Quem disse que os alemães não sabem rir? Neste primeiro episódio da sua série sobre o humor, o Le Monde explora os Kabarett, esses templos da sátira política que se mantiveram, mesmo nos tempos da Alemanha de Leste.

Publicado em 20 Agosto 2012 às 14:39

Será missão impossível falar do humor alemão? O alemão é visto como alguém desprovido de sentido de humor, um cliché do qual não se consegue livrar e que já foi mencionado em obras literárias. Não foi o célebre jornalista e escritor alemão Kurt Tucholsky que, em 1919, escreveu: “Quando um alemão faz uma boa piada política, metade do país fica ofendido no seu sofá." Mas não se alarmem, existe mesmo um humor alemão. Se para os estrangeiros este humor parece mais difícil de entender, deve-se ao facto de ser… bem organizado.

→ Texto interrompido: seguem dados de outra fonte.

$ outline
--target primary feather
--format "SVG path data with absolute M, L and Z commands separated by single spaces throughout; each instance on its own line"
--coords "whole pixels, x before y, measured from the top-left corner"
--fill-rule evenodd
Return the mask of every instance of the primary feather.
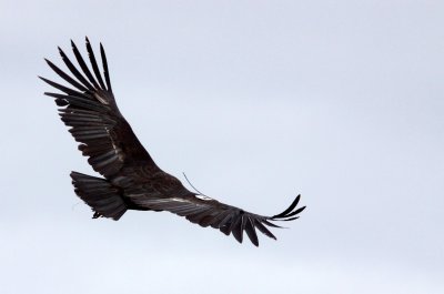
M 60 48 L 60 55 L 72 75 L 51 61 L 46 61 L 72 88 L 39 78 L 62 92 L 44 94 L 56 99 L 60 107 L 59 115 L 71 128 L 69 132 L 80 143 L 79 150 L 88 156 L 93 170 L 104 178 L 71 173 L 74 191 L 94 211 L 93 217 L 119 220 L 127 210 L 169 211 L 201 226 L 211 226 L 226 235 L 232 234 L 240 243 L 243 241 L 243 232 L 246 232 L 250 241 L 258 246 L 256 229 L 264 235 L 276 239 L 266 226 L 280 227 L 272 221 L 295 220 L 305 209 L 303 206 L 295 210 L 300 200 L 297 195 L 282 213 L 263 216 L 185 189 L 176 178 L 154 163 L 120 113 L 112 93 L 102 44 L 100 55 L 103 77 L 88 38 L 87 51 L 92 72 L 74 42 L 71 41 L 71 45 L 81 71 Z

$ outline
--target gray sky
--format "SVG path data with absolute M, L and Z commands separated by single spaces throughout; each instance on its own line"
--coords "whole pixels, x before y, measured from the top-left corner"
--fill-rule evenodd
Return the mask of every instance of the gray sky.
M 443 1 L 0 0 L 2 293 L 444 293 L 443 28 Z M 301 193 L 302 217 L 259 249 L 91 220 L 37 79 L 84 36 L 163 170 L 262 214 Z

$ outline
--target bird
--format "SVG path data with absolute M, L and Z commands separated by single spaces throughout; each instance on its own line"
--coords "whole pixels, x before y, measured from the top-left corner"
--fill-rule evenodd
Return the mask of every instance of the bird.
M 70 74 L 44 59 L 69 85 L 40 75 L 38 78 L 58 90 L 44 92 L 44 95 L 54 99 L 60 119 L 79 142 L 78 149 L 101 175 L 97 178 L 74 171 L 70 173 L 75 194 L 91 207 L 93 219 L 118 221 L 129 210 L 167 211 L 184 216 L 202 227 L 211 226 L 225 235 L 232 234 L 239 243 L 242 243 L 245 232 L 255 246 L 259 246 L 256 230 L 276 240 L 268 227 L 282 227 L 275 222 L 299 219 L 305 209 L 296 207 L 300 194 L 283 212 L 264 216 L 209 197 L 191 183 L 195 191 L 190 191 L 175 176 L 161 170 L 117 105 L 102 43 L 100 57 L 103 74 L 88 37 L 85 47 L 90 65 L 87 65 L 72 40 L 71 47 L 78 65 L 58 47 Z

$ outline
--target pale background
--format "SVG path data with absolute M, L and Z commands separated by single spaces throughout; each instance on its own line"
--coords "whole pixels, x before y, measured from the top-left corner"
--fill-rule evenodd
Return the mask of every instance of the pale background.
M 444 293 L 443 28 L 443 1 L 0 0 L 1 293 Z M 84 36 L 162 169 L 263 214 L 301 193 L 302 217 L 259 249 L 91 220 L 37 79 Z

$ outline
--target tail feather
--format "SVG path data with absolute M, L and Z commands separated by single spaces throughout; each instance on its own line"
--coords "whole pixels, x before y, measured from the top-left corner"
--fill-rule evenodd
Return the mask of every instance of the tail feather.
M 107 180 L 78 172 L 71 172 L 71 179 L 75 194 L 94 211 L 94 219 L 104 216 L 118 221 L 127 212 L 119 189 Z

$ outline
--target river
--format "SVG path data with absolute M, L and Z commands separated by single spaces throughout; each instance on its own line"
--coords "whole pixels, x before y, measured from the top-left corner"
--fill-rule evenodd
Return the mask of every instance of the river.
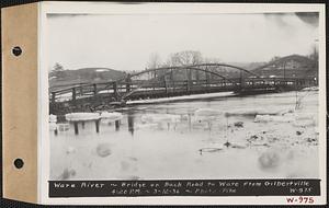
M 318 101 L 317 91 L 207 97 L 57 124 L 50 180 L 318 177 Z

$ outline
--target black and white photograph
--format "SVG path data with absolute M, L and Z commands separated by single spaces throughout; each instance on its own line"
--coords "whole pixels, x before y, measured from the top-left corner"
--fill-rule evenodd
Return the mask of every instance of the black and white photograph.
M 180 9 L 46 14 L 49 180 L 319 178 L 319 13 Z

O humor alemão tem o seu próprio templo: o Kabarett. Esta tradição, que viu o dia no início do século XX, tem apenas um ligeiro grau de parentesco com o cabaré francês, do qual herdou o nome. No Kabarett, não há mulheres despidas nem danças, mas uma cena de teatro sem grandes decorações, dedicada à sátira política. Durante o espetáculo, um ou vários atores atuam muitas vezes acompanhados por músicas.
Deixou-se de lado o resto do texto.